Introducing Graphs to ML
This is the first blog of the Graph ML Blogs series. It’s a basic starting guide for beginners to understand the graph world.
So, without any further ado, let’s dive into the field of graphs and apply ML.
What are Graphs?
I mean, let’s quickly clarify this before starting the actual topic.
Philosophy: Graphs are natural structures that exist in nature, or at least that’s what we believe because things naturally seem to live this way. We naturally generate and store information in them and even use them daily without noticing much.
Formally: Graph G is (V, E) where V is the set of nodes and E is the set of edges. The edge going from node u ∈ V to v ∈ V is defined as (u,v) ∈ E. For undirected (u,v), it is the same as (v,u).
An Easy way to represent graphs is through adjacency matrix A ∈ Rˣ where x ∈ |v| ×|v|
Graph G is (V, E) where V is the set of nodes and E is the set of edges.
Type of Graphs
Graphs are of many types based on the # of vertices, edges, and their overall structure.
Null Graph: Graph with no edge.
Trivial Graph: One vertex graph.
Simple Graph: No Parallel edge and no loops.
Undirected Graph: Edges do not have directions.
Directed Graph: Edges have directions.
Complete Graph: Every node is connected to every other node (excluding itself).
Connected Graph: A path exists between every two nodes.

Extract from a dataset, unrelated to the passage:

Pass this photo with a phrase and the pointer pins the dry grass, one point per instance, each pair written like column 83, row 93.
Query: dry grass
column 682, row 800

Disconnected Graph: A path does not exist between every pair of nodes.
Regular Graph: All nodes have the same degree (number of incoming edges on a node).
Cyclic Graph: Graph having at least one cycle.

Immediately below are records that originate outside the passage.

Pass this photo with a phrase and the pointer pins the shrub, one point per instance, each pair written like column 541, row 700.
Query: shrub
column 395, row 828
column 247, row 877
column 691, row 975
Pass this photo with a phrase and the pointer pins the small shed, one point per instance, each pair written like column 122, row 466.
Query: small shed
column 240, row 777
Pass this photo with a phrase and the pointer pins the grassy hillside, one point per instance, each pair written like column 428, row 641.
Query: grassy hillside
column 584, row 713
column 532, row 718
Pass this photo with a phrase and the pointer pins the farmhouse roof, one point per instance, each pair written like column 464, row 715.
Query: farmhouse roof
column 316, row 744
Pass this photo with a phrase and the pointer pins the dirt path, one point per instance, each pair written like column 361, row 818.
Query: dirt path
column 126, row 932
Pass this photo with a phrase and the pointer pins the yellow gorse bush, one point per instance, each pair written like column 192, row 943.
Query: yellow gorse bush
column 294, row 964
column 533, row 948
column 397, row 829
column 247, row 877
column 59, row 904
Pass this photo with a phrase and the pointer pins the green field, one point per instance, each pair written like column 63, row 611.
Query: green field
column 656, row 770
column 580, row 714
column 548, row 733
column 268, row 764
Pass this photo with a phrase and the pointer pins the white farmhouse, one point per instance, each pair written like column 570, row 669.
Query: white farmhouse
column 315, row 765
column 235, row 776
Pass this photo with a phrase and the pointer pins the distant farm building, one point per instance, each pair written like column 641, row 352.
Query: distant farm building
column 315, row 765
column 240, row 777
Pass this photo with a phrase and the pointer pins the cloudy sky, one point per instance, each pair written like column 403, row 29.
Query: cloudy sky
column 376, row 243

Acyclic Graph: Graph having zero cycles.
Bipartite Graph: Two sets of nodes have inter-set connections but no intra-set connection.
Weighted Graph: Where Edges carry some weights.
Apart from these basic categories, another category, called Multi-Relation Graphs, is based on a graph’s different types of edges.
Heterogeneous Graph: Here, we have different types of nodes and edges. E.g., a Twitter graph of users and their feed suggestions. The user-to-user edge will represent whether they follow each other, and the user-to-feed edge will represent the content they love to consume.
Multipartite is a special case of heterogeneous graph where edges connect only different types of nodes.
Multiplex Graph: A multiplex graph has multiple layers representing distinct relationships. Nodes remain constant across layers, but their connections vary. Inter-layer edges connect nodes, potentially across different edge types within the same layer, capturing multi-dimensional interactions.
For example, take all the cities of a state and arrange them in multiple layers. Now, within each layer, edges will represent connectivity via train in one layer and road in another. And inter-layer connections will connect only the same cities.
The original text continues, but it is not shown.